Pemuda itu menjawab, “Tidak pernah pak. Ibu saya hanya menginginkan saya untuk belajar dan terus membaca buku untuk meraih nilai yang bagus pak. Lagipula ibu saya telah terbiasa dan dia dapat mencuci lebih cepat daripada saya.”

Direktur berkata, “Baik, saya mempunyai satu permintaan. Ketika kamu sampai di rumah hari ini, raih dan cucilah tangan ibumu. Besok kamu bertemu dengan saya lagi di ruangan ini.” Pemuda tersebut merasa bahwa kesempatan bekerja di perusahaan tersebut makin besar.

Ketika pemuda itu sampai di rumah, dia mencari-cari ibunya dengan senyum bahagia. Dan ketika bertemu, dengan senangnya dia meraih tangan ibunya dan ingin mencucinya. Ibunya merasa aneh tapi bercampur dengan rasa senang melihat tingkah anaknya tersebut. Dia membuka tangannya pada pemuda itu. Pemuda itu lalu membersihkan tangan ibunya dengan perlahan. Pemuda itu meneteskan air mata ketika mencuci tangan ibunya itu. Itu adalah pertama kalinya dia merasa bahwa tangan ibunya sangat kasar dan banyak goresan. Karena bercampur sabun, beberapa goresan itu membuat ibunya merintih kesakitan.

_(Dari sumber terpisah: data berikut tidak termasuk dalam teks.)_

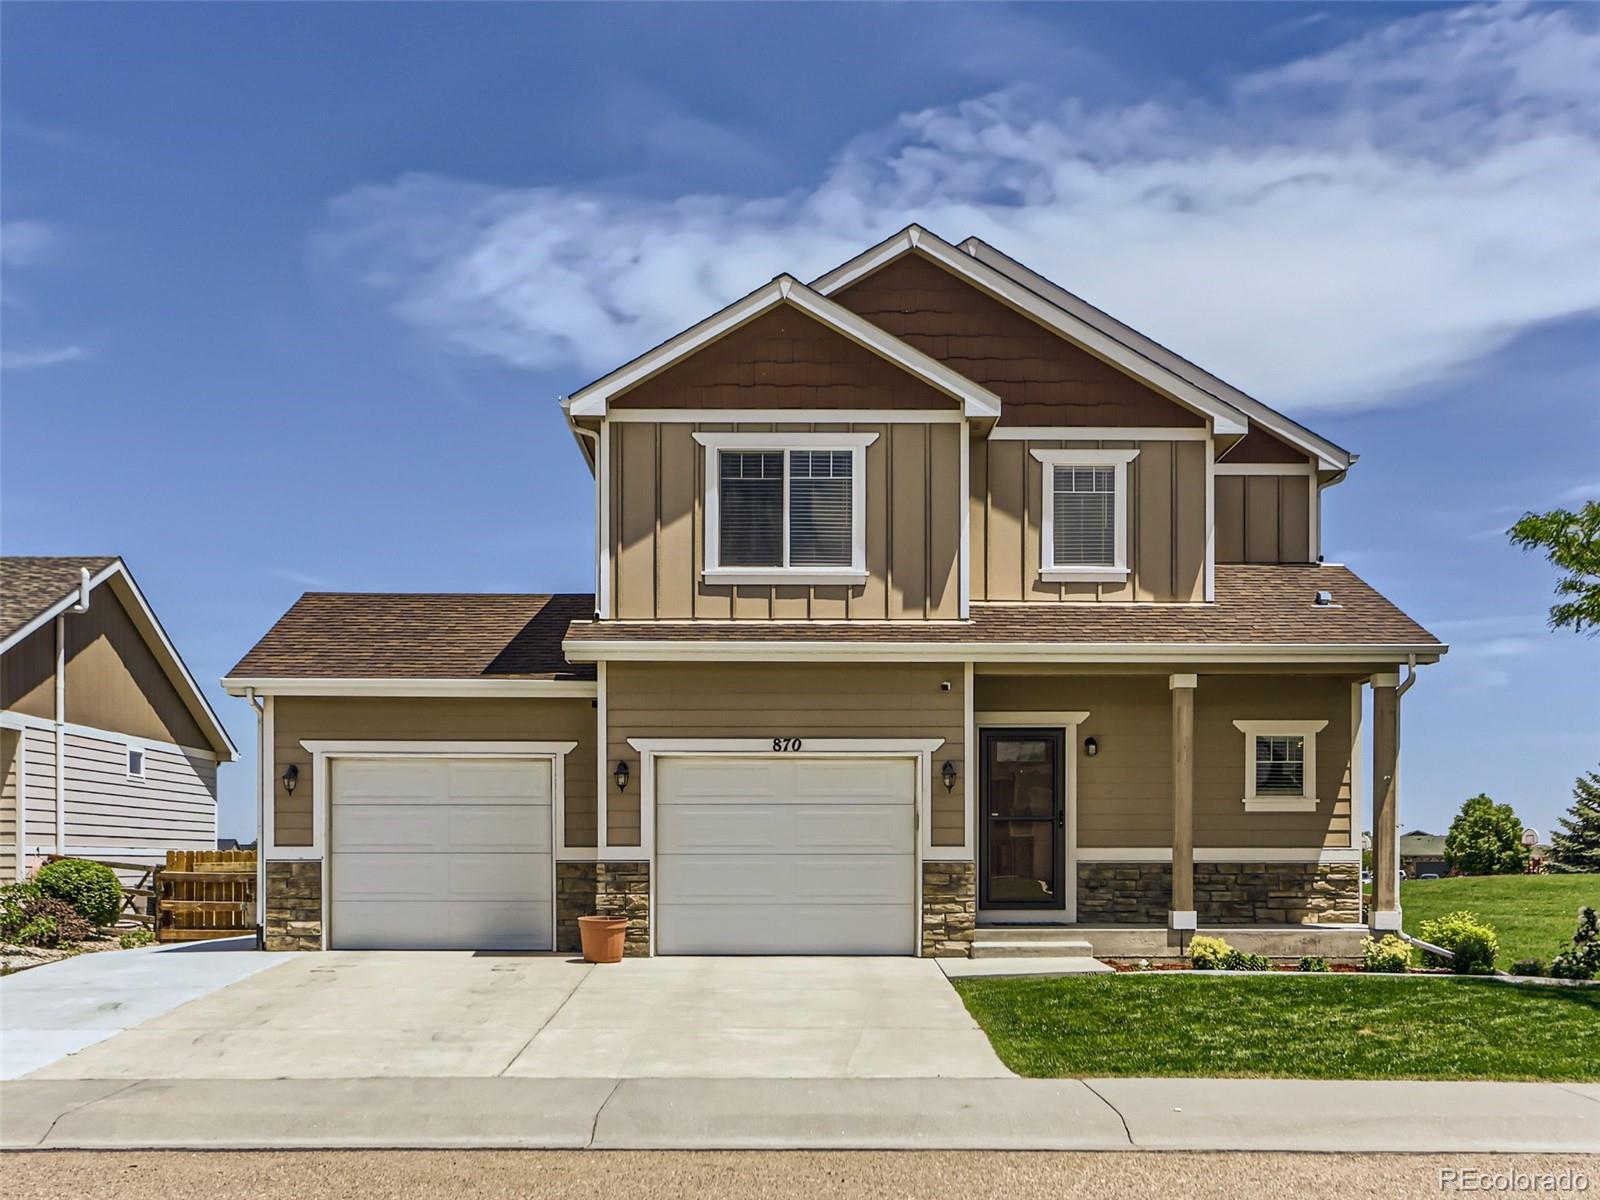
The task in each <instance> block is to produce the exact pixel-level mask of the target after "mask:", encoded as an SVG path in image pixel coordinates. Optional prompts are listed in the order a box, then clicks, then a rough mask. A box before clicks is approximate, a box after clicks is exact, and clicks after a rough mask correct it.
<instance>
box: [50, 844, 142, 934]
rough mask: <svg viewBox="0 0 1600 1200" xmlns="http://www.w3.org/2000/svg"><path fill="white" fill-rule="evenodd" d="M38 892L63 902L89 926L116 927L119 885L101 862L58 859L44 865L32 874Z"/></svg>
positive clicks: (119, 891)
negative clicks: (71, 906) (103, 926)
mask: <svg viewBox="0 0 1600 1200" xmlns="http://www.w3.org/2000/svg"><path fill="white" fill-rule="evenodd" d="M34 882H35V883H38V888H40V891H43V893H45V894H46V896H54V898H56V899H64V901H66V902H67V904H70V906H72V907H74V909H77V910H78V914H80V915H82V917H83V920H86V922H88V923H90V925H96V926H104V925H115V923H117V917H118V915H120V914H122V883H118V882H117V872H115V870H112V869H110V867H107V866H106V864H104V862H85V861H83V859H58V861H56V862H46V864H45V866H42V867H40V869H38V870H37V872H35V874H34Z"/></svg>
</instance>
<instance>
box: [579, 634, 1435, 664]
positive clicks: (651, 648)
mask: <svg viewBox="0 0 1600 1200" xmlns="http://www.w3.org/2000/svg"><path fill="white" fill-rule="evenodd" d="M562 650H563V653H565V654H566V658H568V659H571V661H574V662H606V661H616V662H627V661H630V662H712V661H754V662H773V661H784V662H795V661H800V662H901V661H936V662H979V664H982V662H1064V664H1077V662H1083V664H1088V662H1152V664H1162V662H1195V664H1218V666H1224V664H1226V666H1237V664H1267V662H1307V664H1328V666H1341V664H1350V666H1355V664H1370V662H1390V661H1394V662H1405V661H1406V658H1408V656H1411V654H1416V656H1418V659H1419V661H1422V658H1424V656H1427V659H1430V661H1437V656H1438V654H1442V653H1445V648H1443V646H1438V645H1432V643H1429V645H1422V646H1416V645H1371V646H1363V645H1288V643H1282V645H1248V643H1243V645H1237V643H1229V645H1222V643H1195V642H1184V643H1149V645H1146V643H1110V642H1102V643H1082V642H946V643H938V642H906V643H899V645H888V643H872V642H722V643H717V642H701V640H696V642H674V640H638V642H584V640H566V642H563V643H562Z"/></svg>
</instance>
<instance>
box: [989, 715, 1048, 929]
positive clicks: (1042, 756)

Pemuda itu baru menyadari bahwa semua biaya pendidikan dan kehidupannya dihasilkan dari tangan yang ia pegang saat itu. Goresan-goresan yang terdapat pada tangan ibunya merupakan pengorbanan yang dibayar untuk pendidikan dan masa depannya. Setelah selesai mencuci tangan ibunya, pemuda itu terdiam lalu mencuci pakaian-pakaian yang tersisa di dalam keranjang. Dan hingga larut malam terjadi perbincangan antara ibu dan anak.

Pagi harinya, pemuda itu datang ke ruangan direktur. Direktur itu memperhatikan mata dari pemuda itu dan bertanya, “Bisa kamu ceritakan apa yang telah kamu lakukan dan apa yang telah kamu dapat kemarin di rumah?”

Pemuda menjawab, “Saya mencuci tangan ibu saya dan juga mencuci pakaian-pakaian yang tersisa.”

Direktur itu bertanya, “Tolong jelaskan, apa yang ada pada benakmu?”

Pemuda itu menjawab, “Pertama, sekarang saya telah memahami apa itu apresiasi. Tanpa ibu saya, tidak akan ada kesuksesan untuk saya hari ini. Kedua, dengan bekerja sama dan membantu ibu saya, sekarang saya memahami betapa sulit dan kerasnya untuk menyelesaikan suatu pekerjaan. Ketiga, saya perlu menghargai akan pentingnya hubungan di dalam keluarga.”

Direktur berkata, “Nah, ini dia orang yang aku cari untuk menjadi manajer di perusahaanku. Aku ingin merekrut seseorang yang dapat menghargai bantuan orang lain, seseorang yang mengetahui bagaimana pengorbanan orang lain dalam menyelesaikan sesuatu, dan seseorang yang tidak menjadikan uang sebagai tujuan akhir hidupnya. Kamu diterima!”

Setelah itu, pemuda tersebut bekerja dengan giat dan dihormati serta disegani oleh rekan-rekan kerjanya. Seluruh karyawan bekerja dengan rajin dan bekerja secara tim. Perusahaan maju secara drastis.